Patterns for enforcing “new”

Recently I was looking around for a book on JavaScript Patterns. I decided to give the JavaScript Patterns by Stoyan Stefanov a try. If you have been looking for a book on Javascript Patterns, I highly recommend this book.

In the 3rd chapter, Literals and Constructors, I noticed this section on “Patterns for enforcing new” with the following entry:

When your constructor has something like this.member and you invoke the constructor without new, you’re actually creating a new property of the global object called member and accessible through window.member or simply member. This behavior is highly undesirable, because you know you should always strive for keeping the global namespace clean.
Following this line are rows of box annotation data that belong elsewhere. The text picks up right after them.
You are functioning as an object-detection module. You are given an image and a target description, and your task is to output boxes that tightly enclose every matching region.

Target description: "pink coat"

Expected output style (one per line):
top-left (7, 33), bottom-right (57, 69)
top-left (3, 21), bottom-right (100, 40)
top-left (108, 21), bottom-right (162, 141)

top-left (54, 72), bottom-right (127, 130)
Take a look at the following code:


function Person(name) {
this.personName = name || "John";
}

var tammy = new Person("tammy");
console.log(typeof tammy); // Object
console.log(tammy instanceof Person); // true
console.log(tammy.personName); // tammy
console.log(window.personName); // undefined

var jason = Person("jason");
console.log(typeof jason); // undefined
console.log(jason instanceof Person); // false
console.log(window.personName); // jason


Eek! Thats not what I expected at all. So how can we force this to always create a new Object each time, regardless of whether or not the Object (“function”) has been called with new?

Solutions

There are a couple of solutions. We can either, change the scope of the internal variable to something other than “this” OR we can always force a “new” on the object.

Use “that”

If we change the function to create a new object called “that” and then assign personName to the new object, we can make sure that the global namespace isn’t polluted.


function Person(name) {
var that = {};
that.personName = name || "John";

return that;
}

var tammy = new Person("tammy");
console.log(typeof tammy); // Object
console.log(tammy instanceof Person); // false
console.log(tammy.personName); // tammy
console.log(window.personName); // undefined

var jason = Person("jason");
console.log(typeof jason); // Object
console.log(jason instanceof Person); // false
console.log(jason.personName); // jason
console.log(window.personName); // undefined


Well, that is much better. However, if we check whether or not “jason” or “tammy” are actually people we see that both fail. So while this gets us to the point of not polluting the global namespace we aren’t creating actual “people”.

Force “new”

We can actually check to see if “this” is an instance of Person, if not, returning a “new Person”.


function Person(name) {
if (!(this instanceof Person)){
return new Person(name);
}

this.personName = name || "John";

}

var tammy = new Person("tammy");
console.log(typeof tammy); // Object
console.log(tammy instanceof Person); // true
console.log(tammy.personName); // tammy
console.log(window.personName); // undefined

var jason = Person("jason");
console.log(typeof jason); // Object
console.log(jason instanceof Person); // true
console.log(jason.personName); // jason
console.log(window.personName); // undefined


Much better, now we actually have true instances of “Person”.

The good news in all of this is that in ECMAScript5 strict mode, this no longer applies. As the “this” reference will no longer point to the global namespace.